In general, the latter half of 1997 was a challenging time for Kodak, including the announcement of a company-wide layoff of 10,000. While the Health Imaging division was involved in the job cuts, the company said that only nonessential areas were affected. At the 1997 RSNA meeting, the company also fended off rumors that the Health Imaging division was about to be divested, with Johnson & Johnson the rumored suitor (PNN 1/98).

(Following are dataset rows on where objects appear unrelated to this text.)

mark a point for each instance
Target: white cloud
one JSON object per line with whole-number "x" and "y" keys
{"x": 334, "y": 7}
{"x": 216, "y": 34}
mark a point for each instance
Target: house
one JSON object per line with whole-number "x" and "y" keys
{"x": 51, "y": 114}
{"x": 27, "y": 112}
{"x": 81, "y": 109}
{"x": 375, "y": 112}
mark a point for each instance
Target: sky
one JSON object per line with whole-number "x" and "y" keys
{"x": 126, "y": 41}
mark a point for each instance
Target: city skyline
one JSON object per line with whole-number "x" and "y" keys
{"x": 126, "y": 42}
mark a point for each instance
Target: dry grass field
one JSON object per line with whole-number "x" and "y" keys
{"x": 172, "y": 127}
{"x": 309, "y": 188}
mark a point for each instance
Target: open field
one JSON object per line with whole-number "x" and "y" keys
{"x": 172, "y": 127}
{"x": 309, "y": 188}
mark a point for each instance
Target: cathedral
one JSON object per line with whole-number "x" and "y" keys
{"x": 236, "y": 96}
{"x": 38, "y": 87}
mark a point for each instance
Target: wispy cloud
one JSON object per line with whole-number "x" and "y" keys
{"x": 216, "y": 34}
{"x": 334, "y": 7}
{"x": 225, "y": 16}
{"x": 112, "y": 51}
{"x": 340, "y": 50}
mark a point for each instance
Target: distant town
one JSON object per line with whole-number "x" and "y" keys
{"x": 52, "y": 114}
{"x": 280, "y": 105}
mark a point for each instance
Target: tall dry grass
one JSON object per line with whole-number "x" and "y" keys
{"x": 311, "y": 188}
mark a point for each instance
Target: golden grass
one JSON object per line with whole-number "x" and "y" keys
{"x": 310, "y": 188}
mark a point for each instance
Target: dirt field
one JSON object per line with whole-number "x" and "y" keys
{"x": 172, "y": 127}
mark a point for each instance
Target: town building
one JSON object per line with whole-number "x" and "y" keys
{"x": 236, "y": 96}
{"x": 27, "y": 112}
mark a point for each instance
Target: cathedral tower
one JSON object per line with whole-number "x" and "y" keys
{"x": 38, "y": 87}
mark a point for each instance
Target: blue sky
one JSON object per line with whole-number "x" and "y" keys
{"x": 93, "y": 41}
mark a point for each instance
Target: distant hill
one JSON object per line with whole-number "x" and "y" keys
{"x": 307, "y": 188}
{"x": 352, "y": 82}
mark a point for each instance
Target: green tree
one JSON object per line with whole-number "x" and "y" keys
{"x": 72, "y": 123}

Kodak has converted its workstations and most of its Digital Science product family to Windows NT. It has no immediate plans, however, to convert its archive server from Unix to NT. The company believes that the Microsoft platform is not yet robust enough to handle everyday archiving needs.
Although Kodak has worked hard to shift to NT, the vendor is already planning for the future. The company has a Web browser and server offering in beta testing (PNN 1/98), and it foresees the day when its workstations will be based on Java applets.

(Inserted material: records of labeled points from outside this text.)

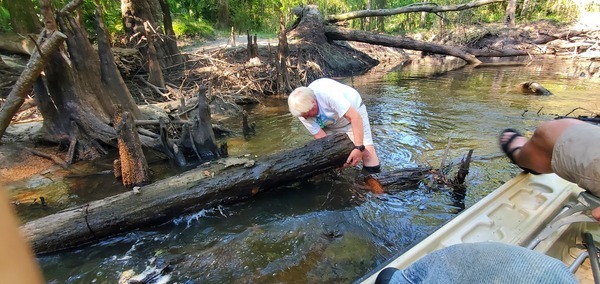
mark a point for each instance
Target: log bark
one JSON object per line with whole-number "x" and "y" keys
{"x": 25, "y": 82}
{"x": 334, "y": 33}
{"x": 133, "y": 166}
{"x": 15, "y": 43}
{"x": 183, "y": 194}
{"x": 417, "y": 7}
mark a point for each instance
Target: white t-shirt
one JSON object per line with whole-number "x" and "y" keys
{"x": 334, "y": 99}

Kodak believes that its image capture is a critical component of PACS networks, and it has worked to make this a key technology. For digital modalities, the company offers Medical Image Manager, and it offers x-ray film digitizers and CR readers to handle plain film. Kodak expects that demand for CR will be strong for the foreseeable future, even with the onset of digital radiography techniques. Kodak has succeeded in refining its initial CR product, which had limited success in its early years. Although the firm is proud of the CR 400's image-processing capabilities, Kodak continues to invest resources in improving the product.
In what will be a complementary product to its CR program, Kodak is developing its own digital radiography system, from which images were shown at the 1997 RSNA meeting. The system employs a gadolinium oxysulfide scintillation material and a thin film transistor photodiode array. Kodak is developing the product in conjunction with a leading U.S. university, Seshadri said.
Kodak believes that its experience in systems integration is a differentiating factor in the market. In 1997, the company launched a network products and services group that provides network management for miniPACS implementations. To help the company's efforts in large-scale PACS situations, Kodak recently formed a relationship with Perot Systems, which will provide networking and integration services in the U.S. (PNN 3/98).
Kodak also places a lot of emphasis on work-flow management tools, which have been integrated into every PACS component offered by the company, Seshadri said.
Although Kodak didn't achieve the instant success in PACS many had expected five years ago, a company like Kodak should never be counted out. Despite some early missteps in the PACS market, the company has one of the largest sales and service organizations in the medical imaging sector, and it has a huge worldwide installed base of dedicated film users to potentially leverage for digital imaging sales. With the resources and technical muscle Kodak can bring to bear on any project, any future discussions of prominent PACS vendors will need to include Kodak.
Eastman Kodak Company
Health Imaging Division
Medical Imaging Systems
18325 Waterview Parkway
Dallas, TX 75252
Kodak believes that its building block strategy of PACS implementation, as well as its emphasis on strong work flow and image capture solutions, will lead to success in the market.